Dr. Jha, the Brown University public-health expert, said everyone who has been within six feet or so of the president since Monday should be identified and tested for Covid-19. He also lamented Trump’s own refusal and the refusal of his family, campaign, and administration to obey basic guidelines. “Everyone around the President should have always worn masks,” Jha wrote. “People should have been doing social distancing. And limited his contacts. We will get though this. But lots to do to identify everyone, quarantine and test folks.”
Dr. Galea at Boston University says the spread of Covid-19 in the upper levels of the Trump White House will depend in large part on whether staff members followed the public-health guidelines to socially distance and wear masks in their interactions with the president and colleagues. “Were they keeping physical distance? Were they wearing masks?

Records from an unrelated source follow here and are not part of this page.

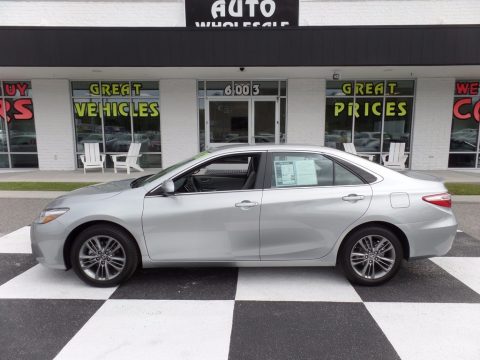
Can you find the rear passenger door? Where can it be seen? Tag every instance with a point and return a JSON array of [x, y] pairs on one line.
[[308, 202]]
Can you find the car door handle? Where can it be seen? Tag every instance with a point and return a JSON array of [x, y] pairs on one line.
[[245, 204], [353, 197]]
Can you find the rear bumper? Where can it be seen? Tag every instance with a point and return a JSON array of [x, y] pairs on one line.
[[47, 244], [428, 239]]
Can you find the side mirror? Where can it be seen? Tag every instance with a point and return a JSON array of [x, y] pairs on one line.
[[168, 187]]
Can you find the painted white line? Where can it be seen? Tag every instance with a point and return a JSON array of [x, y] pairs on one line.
[[40, 282], [16, 242], [155, 329], [430, 331], [465, 269], [294, 284]]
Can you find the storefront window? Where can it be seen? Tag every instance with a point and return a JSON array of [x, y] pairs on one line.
[[464, 142], [371, 114], [18, 142], [115, 114]]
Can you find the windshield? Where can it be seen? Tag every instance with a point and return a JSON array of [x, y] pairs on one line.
[[148, 179]]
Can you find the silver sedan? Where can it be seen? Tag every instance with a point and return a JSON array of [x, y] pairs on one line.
[[269, 205]]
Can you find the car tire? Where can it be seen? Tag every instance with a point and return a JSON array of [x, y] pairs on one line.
[[104, 255], [371, 256]]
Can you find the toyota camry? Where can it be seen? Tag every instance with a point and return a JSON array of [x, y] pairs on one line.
[[267, 205]]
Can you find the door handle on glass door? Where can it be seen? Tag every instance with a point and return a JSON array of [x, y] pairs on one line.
[[353, 197], [245, 204]]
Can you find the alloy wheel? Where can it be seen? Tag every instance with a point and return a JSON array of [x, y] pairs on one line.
[[372, 257], [102, 257]]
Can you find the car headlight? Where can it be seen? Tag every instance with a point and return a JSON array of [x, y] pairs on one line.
[[48, 215]]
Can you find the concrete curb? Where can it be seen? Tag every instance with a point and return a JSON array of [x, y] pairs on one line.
[[465, 199], [31, 194]]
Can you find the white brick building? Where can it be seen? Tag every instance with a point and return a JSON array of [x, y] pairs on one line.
[[369, 72]]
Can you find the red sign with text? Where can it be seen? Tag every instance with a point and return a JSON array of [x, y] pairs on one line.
[[15, 108], [466, 108]]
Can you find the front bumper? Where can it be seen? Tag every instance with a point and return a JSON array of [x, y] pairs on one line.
[[47, 243]]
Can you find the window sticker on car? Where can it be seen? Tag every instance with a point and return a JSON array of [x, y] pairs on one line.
[[295, 173], [306, 173], [285, 174]]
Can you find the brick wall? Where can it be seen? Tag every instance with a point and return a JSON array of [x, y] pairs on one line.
[[432, 123], [306, 111], [178, 123], [53, 124]]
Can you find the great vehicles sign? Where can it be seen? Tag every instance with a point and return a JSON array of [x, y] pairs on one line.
[[241, 13]]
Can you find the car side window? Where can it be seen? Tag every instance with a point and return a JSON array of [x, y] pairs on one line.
[[228, 173], [345, 177], [301, 169], [309, 169]]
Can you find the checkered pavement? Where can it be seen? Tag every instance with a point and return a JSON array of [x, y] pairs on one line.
[[431, 310]]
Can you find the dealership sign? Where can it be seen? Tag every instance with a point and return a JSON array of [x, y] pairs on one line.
[[115, 107], [468, 107], [11, 106], [241, 13], [373, 105]]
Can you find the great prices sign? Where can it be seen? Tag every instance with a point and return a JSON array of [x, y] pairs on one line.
[[467, 101], [364, 107], [241, 13], [14, 103]]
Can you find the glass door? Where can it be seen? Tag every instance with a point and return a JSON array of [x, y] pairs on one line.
[[227, 122], [265, 122], [241, 121]]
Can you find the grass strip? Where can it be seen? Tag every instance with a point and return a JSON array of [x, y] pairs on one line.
[[463, 188], [42, 186]]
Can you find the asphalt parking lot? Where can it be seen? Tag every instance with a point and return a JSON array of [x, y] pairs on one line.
[[431, 310]]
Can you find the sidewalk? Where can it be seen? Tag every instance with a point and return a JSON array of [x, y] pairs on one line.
[[69, 175]]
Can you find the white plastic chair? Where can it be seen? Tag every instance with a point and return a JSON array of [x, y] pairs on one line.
[[350, 148], [92, 158], [131, 159], [396, 158]]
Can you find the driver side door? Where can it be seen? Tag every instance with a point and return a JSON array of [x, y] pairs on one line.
[[215, 217]]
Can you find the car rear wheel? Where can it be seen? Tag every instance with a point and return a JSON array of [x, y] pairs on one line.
[[371, 256], [104, 256]]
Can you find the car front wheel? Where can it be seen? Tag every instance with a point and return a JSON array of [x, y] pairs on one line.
[[371, 256], [104, 256]]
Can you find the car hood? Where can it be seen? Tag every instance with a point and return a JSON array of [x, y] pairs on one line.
[[97, 192]]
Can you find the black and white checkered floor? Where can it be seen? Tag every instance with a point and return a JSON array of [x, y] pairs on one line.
[[431, 310]]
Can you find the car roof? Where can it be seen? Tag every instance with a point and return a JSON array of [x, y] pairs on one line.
[[369, 165]]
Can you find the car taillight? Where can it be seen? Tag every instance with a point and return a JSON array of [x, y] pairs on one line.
[[444, 199]]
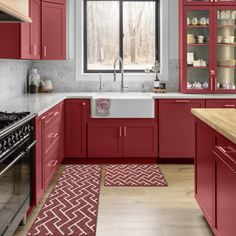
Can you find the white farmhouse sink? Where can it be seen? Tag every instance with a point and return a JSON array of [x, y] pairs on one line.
[[126, 105]]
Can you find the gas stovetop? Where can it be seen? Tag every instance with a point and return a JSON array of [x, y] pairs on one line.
[[7, 119]]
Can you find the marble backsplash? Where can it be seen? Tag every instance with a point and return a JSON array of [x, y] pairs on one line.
[[13, 74], [62, 74]]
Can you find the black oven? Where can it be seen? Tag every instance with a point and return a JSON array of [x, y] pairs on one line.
[[16, 165]]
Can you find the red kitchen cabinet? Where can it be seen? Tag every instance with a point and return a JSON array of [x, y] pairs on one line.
[[140, 139], [22, 40], [225, 190], [105, 139], [76, 115], [221, 103], [38, 162], [122, 139], [207, 2], [53, 31], [204, 169], [207, 63], [176, 128]]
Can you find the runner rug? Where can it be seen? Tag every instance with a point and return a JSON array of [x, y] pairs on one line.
[[72, 206], [134, 175]]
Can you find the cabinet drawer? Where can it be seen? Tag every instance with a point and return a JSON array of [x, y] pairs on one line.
[[51, 163], [221, 103], [51, 135], [52, 115]]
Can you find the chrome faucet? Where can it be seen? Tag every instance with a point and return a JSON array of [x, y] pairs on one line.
[[122, 73]]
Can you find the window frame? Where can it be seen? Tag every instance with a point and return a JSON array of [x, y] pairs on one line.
[[121, 35]]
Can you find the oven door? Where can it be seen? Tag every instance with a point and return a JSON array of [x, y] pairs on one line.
[[15, 183]]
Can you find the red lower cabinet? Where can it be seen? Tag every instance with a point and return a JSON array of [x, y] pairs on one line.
[[104, 140], [204, 169], [140, 139], [215, 179], [225, 195], [176, 127], [38, 162], [76, 116], [122, 139]]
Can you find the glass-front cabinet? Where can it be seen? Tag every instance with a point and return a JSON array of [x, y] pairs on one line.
[[208, 49], [209, 2]]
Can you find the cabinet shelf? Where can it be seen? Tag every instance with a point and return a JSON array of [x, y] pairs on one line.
[[226, 26], [227, 44], [198, 67], [197, 26], [198, 44]]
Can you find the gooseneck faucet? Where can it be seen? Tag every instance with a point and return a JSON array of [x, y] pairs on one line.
[[122, 73]]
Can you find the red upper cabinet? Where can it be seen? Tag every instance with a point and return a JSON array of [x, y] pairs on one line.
[[22, 41], [207, 45], [140, 139], [176, 128], [76, 115], [207, 2], [221, 103], [53, 31]]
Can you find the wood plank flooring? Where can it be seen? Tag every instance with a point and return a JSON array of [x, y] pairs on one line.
[[146, 211]]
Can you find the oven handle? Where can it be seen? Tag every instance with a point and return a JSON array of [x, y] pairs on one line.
[[30, 146], [12, 163]]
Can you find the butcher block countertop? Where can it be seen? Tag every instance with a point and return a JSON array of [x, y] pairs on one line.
[[221, 120]]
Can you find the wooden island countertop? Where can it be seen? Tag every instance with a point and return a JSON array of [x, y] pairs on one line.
[[222, 120]]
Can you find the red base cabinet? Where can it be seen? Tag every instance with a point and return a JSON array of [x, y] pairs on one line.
[[215, 179], [49, 151], [204, 170], [221, 103], [140, 139], [176, 128], [76, 116], [104, 140]]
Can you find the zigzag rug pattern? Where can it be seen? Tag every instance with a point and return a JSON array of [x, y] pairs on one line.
[[72, 206], [134, 175]]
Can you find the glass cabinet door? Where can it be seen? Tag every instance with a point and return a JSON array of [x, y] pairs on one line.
[[198, 51], [226, 50]]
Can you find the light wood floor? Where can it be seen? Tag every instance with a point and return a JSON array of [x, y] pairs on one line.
[[146, 211]]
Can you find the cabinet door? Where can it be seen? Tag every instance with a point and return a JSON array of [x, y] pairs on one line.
[[38, 163], [104, 139], [140, 139], [221, 103], [225, 51], [53, 31], [76, 112], [225, 193], [198, 2], [197, 70], [204, 169], [31, 33], [176, 128]]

It really depends on how they were interacting with one another,” Galea says.
Galea says he hopes — but isn’t holding his breath — that the White House uses the president and first lady’s positive tests as a “teachable moment” to show what a real contract tracing effort and self-quarantine regimen looks like. “It could an important moment,” he says. However, the dark irony of this president testing positive after having dismissed the virus for so many months, Galea adds, “should not be lost on any of us.”